I really badly wanted to like this book, and for the first 50 pages, I did. Overall, the story of the author's and her mother's lives are fascinating, but I feel like the writer got lazy and didn't go as deep into the stories as she could have. There are a lot of places in the book where she summarizes major events, like a paragraph in which she mentions that when she was about 10 her mother took off to Europe and left her and her brother to fend for themselves. Moving right along!

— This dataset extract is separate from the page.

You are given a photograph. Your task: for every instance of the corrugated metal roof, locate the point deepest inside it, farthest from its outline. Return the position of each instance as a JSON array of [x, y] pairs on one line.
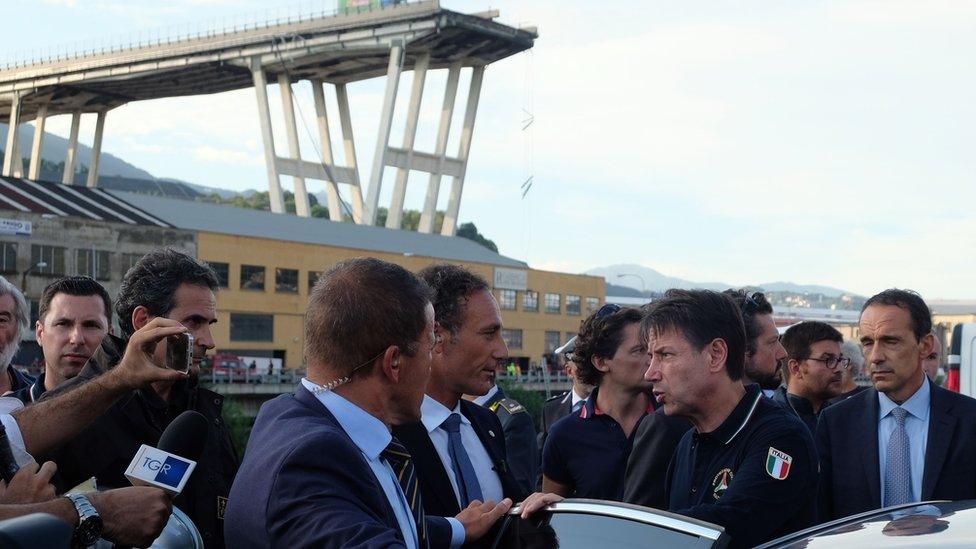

There were so many places in the book where I thought - wow, I want to hear that story. And then its gone. Overall, it's not a fearless book. I really got the sense that the author was holding back. If you're going to write about darkness and shame around your family of origin (especially when key characters are now deceased), you should really go for it. I don't think the author did.
Saville gives her readers everything in Postmortem. The mother’s story, the daughter’s story and every story in between the cracks in the foundation of this broken family. This is not the voice of someone indulging her present because of her past. She not only survives her childhood, she does so with a grace that is self-taught and self-nurturing. The reader finds a woman that ponders where we come from, how we get where we are and all of the crossroads in between.
Laurel's account of revealing her mothers life is riveting and honest. No "poor me, my mom was no good." Rather this is a daughter searching for reality and evidence of love amist dirt and decay. Difficult and lovely.
I read this so I could help my cousin who is attending a local community college. The book was very good, but sad at times. The author lives in my hometown and speaks at the college.